In the proposal titled Intangibles – Goodwill and Other (Topic 350): How the Carrying Amount of a Reporting Unit Should Be Calculated When Performing Step 1 of the Goodwill Impairment Test, FASB and the EITF want to settle on one starting point for all companies to follow in deciding if goodwill needs to be written down.

Goodwill is an intangible asset that arises on corporate balance sheets when a company completes a merger or acquisition, assigns values to all the individual assets and liabilities, then still has an additional amount paid that needs to be recognized. It’s synonymous with the “synergy” of a company’s collective assets and liabilities. Accounting rules prescribe a two-part test that a company must perform to determine if the goodwill carried on a company’s balance sheet needs a haircut, a scenario faced by a lot of companies over the past few years through the financial crisis and recession.

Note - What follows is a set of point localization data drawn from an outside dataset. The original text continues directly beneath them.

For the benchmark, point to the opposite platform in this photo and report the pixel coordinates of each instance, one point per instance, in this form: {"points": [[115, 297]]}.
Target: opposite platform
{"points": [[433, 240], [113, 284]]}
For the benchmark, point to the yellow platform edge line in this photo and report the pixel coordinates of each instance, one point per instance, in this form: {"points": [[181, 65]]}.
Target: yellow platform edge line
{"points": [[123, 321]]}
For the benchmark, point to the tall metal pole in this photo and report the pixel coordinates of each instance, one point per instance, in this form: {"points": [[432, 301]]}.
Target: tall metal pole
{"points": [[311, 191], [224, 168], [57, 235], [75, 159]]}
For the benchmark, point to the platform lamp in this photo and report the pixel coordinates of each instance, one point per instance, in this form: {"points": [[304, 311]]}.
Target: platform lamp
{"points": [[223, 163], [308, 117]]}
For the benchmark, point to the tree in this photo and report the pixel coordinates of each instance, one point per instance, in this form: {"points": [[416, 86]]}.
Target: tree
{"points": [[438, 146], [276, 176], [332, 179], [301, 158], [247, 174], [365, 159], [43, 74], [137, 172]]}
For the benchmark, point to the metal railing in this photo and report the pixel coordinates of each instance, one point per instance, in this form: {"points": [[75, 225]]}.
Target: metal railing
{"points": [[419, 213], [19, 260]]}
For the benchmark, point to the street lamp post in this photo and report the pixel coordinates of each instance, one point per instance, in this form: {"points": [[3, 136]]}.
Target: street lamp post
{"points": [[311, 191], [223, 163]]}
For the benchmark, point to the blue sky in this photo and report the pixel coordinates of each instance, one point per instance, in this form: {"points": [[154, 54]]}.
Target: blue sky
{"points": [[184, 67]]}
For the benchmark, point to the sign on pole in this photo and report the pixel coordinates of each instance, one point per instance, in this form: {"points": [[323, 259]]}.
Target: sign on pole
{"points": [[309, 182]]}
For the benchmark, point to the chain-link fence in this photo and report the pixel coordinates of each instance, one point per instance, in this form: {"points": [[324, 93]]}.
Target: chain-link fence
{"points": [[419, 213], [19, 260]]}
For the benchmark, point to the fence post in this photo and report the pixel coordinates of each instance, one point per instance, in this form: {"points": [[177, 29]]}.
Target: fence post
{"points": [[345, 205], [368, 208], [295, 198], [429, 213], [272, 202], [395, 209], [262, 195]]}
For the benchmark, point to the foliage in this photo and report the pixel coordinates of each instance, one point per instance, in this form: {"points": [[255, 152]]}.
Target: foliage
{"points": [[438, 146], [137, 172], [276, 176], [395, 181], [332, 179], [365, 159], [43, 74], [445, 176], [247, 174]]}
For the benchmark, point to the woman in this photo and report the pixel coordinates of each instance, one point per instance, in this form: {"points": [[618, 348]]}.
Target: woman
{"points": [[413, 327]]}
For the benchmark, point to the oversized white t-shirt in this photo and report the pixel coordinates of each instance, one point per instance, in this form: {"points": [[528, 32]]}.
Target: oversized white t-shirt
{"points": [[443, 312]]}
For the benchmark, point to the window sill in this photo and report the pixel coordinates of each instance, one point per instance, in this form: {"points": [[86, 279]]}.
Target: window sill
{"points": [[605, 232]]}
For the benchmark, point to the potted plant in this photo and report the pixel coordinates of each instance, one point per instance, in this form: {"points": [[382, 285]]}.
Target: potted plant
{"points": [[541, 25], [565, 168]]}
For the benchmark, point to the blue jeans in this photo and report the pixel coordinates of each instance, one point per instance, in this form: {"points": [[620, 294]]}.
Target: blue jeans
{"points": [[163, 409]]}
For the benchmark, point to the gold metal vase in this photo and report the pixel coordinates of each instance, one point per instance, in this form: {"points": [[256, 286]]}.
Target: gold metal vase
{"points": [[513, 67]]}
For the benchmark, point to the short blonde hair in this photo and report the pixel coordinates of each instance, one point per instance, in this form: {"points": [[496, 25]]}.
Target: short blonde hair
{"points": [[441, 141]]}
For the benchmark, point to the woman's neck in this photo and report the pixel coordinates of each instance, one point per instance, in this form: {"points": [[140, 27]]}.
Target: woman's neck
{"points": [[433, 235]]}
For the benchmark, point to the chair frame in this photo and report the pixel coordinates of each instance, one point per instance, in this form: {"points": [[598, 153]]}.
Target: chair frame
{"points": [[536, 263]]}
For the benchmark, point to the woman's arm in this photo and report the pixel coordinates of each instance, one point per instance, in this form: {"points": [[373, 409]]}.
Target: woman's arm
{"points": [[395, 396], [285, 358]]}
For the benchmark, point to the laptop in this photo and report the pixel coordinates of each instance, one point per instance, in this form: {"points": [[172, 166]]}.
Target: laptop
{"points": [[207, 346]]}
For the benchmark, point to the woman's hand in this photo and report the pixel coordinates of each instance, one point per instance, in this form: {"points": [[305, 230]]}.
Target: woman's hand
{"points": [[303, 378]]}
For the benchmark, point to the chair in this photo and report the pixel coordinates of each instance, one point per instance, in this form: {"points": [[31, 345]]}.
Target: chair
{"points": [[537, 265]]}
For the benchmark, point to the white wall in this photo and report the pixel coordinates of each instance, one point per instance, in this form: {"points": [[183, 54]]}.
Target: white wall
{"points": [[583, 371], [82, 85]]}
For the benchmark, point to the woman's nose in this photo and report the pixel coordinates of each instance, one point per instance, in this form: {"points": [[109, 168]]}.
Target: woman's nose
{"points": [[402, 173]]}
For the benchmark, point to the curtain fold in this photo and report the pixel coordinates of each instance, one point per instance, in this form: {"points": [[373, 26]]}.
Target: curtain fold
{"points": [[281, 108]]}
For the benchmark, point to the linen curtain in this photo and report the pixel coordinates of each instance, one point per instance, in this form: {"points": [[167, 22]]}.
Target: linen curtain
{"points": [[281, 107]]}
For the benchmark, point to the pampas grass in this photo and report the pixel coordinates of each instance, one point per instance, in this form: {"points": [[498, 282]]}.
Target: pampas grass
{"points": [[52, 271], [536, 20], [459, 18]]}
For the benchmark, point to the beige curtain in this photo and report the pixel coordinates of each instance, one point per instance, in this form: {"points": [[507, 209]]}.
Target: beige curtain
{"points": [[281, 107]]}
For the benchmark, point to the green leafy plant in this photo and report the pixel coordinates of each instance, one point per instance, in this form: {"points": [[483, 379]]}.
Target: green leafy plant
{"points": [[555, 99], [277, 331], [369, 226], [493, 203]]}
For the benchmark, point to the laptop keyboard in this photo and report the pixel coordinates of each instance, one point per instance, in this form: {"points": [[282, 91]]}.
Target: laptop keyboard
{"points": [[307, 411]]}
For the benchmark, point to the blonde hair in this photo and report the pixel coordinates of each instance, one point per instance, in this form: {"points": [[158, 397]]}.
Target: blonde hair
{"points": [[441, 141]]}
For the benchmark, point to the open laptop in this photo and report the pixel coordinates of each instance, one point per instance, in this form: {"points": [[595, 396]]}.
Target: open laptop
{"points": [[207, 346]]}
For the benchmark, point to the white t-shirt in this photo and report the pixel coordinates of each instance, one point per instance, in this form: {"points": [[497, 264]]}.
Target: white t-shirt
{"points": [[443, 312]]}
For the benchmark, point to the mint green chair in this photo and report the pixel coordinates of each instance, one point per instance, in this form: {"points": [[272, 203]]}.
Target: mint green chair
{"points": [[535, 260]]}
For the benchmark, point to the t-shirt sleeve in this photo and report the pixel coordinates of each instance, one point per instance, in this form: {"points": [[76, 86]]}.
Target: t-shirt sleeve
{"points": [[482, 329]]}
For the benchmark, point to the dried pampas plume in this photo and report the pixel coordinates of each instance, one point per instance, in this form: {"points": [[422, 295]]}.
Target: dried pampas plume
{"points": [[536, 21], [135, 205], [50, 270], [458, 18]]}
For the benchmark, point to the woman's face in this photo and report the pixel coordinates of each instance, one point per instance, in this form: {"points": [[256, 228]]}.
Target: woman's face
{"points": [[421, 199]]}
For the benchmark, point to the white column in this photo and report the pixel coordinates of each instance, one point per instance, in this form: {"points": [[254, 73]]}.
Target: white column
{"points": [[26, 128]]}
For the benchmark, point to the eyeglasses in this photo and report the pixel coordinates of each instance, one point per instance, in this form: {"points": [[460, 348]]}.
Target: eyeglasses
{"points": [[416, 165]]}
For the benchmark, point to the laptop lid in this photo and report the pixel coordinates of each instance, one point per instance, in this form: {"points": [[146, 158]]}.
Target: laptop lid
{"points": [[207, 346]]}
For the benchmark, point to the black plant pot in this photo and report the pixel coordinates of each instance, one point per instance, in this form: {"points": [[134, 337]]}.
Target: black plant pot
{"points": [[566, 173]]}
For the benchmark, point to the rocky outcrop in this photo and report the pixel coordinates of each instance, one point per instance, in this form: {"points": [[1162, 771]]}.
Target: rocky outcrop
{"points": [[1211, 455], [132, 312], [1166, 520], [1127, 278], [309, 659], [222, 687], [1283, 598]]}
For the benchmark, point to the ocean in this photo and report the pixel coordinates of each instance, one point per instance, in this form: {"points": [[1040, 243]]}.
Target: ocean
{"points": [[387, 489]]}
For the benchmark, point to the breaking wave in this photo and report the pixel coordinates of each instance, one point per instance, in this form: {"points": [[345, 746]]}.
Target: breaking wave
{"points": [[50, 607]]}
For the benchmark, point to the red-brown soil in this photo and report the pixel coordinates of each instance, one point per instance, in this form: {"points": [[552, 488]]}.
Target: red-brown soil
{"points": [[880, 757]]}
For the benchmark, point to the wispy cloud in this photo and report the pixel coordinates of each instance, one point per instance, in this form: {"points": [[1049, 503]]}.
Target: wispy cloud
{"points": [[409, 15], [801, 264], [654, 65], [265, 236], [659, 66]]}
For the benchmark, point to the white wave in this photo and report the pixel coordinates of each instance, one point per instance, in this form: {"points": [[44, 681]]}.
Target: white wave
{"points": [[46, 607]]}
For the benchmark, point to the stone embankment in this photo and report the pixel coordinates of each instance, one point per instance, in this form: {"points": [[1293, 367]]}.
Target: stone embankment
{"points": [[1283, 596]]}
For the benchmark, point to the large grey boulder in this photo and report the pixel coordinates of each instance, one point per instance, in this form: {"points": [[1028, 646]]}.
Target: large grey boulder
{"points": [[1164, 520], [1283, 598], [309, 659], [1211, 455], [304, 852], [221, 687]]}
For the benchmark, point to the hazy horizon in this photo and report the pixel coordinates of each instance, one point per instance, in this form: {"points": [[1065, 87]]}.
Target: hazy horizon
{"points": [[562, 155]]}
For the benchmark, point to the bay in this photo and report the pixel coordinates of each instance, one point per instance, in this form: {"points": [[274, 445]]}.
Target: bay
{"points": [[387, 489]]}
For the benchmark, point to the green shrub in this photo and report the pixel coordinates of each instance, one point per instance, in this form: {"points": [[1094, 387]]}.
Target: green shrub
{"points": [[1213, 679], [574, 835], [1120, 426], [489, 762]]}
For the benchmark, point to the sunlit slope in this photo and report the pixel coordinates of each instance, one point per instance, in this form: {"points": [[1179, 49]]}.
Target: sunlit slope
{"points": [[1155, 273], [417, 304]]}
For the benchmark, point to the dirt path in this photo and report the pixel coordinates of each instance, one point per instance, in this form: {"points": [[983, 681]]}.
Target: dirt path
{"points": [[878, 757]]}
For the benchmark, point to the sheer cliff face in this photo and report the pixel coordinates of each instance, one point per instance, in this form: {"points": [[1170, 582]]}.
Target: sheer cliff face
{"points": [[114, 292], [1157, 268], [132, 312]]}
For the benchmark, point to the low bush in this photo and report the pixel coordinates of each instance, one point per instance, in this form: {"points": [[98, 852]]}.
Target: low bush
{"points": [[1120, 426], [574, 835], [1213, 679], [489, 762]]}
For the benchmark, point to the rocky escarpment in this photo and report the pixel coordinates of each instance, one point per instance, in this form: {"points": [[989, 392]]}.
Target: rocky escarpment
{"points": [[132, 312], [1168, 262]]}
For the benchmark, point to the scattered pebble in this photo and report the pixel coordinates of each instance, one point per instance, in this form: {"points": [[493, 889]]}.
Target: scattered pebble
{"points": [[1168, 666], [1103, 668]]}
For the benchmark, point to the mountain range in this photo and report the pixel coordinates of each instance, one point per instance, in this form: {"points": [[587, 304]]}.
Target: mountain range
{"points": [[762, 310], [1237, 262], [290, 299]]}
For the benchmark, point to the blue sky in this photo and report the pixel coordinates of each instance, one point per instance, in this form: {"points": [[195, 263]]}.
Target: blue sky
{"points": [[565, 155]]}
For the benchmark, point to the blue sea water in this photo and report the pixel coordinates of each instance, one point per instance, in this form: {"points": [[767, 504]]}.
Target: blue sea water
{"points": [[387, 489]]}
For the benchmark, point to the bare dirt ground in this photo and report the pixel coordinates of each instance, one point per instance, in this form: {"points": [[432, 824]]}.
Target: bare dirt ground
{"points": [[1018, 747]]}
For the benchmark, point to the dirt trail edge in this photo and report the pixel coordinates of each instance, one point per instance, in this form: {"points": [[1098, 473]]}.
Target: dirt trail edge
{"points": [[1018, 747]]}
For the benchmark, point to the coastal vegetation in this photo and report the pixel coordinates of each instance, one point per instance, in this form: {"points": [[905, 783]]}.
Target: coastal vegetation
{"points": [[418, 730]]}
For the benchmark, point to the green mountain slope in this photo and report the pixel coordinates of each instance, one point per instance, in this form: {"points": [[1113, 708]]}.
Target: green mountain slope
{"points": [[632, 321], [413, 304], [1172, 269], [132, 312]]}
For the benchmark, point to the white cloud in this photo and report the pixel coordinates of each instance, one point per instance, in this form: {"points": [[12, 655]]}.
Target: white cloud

Companies followed different approaches to satisfy the requirements for the two-part step, and FASB said some constituents raised concerns that the diversity in approaches didn’t always lead to the right answers. As such, with the codification update, FASB proposes to specify a single starting point for the two-part impairment analysis to assure companies are arriving at consistent outcomes and comparable financial results.

In the proposal titled Business Combinations (Topic 805): Disclosure of Supplementary Pro Forma Information for Business Combinations, FASB and the EITF want to shore up some different interpretations around how companies should present pro forma revenue and earnings disclosures for business combinations. Topic 805 already requires a public company to disclose pro forma information for business combinations that took place in the current reporting period, including revenue and earnings of the newly combined entity, as if they’d hooked up at the beginning of the reporting year.

Companies have followed different approaches, however, in rolling forward from the beginning of the annual reporting period to the period in which the merger or acquisition took place. The codification update would give more specific guidance to clarify how a company should present revenue and earnings for comparative periods to assure companies are providing truly comparable data, period to period and company to company.

Finally, the proposed guidance for healthcare entities is meant to address concerns that such companies recognize revenue without adequately reflecting legitimate concerns about how collectable it really is. The guidance would require such entities to make some additional disclosures about its allowance for doubtful accounts so investors can get a realistic view of how much of the company’s revenue will be collected.

FASB is accepting comments on all three proposals through Nov. 5.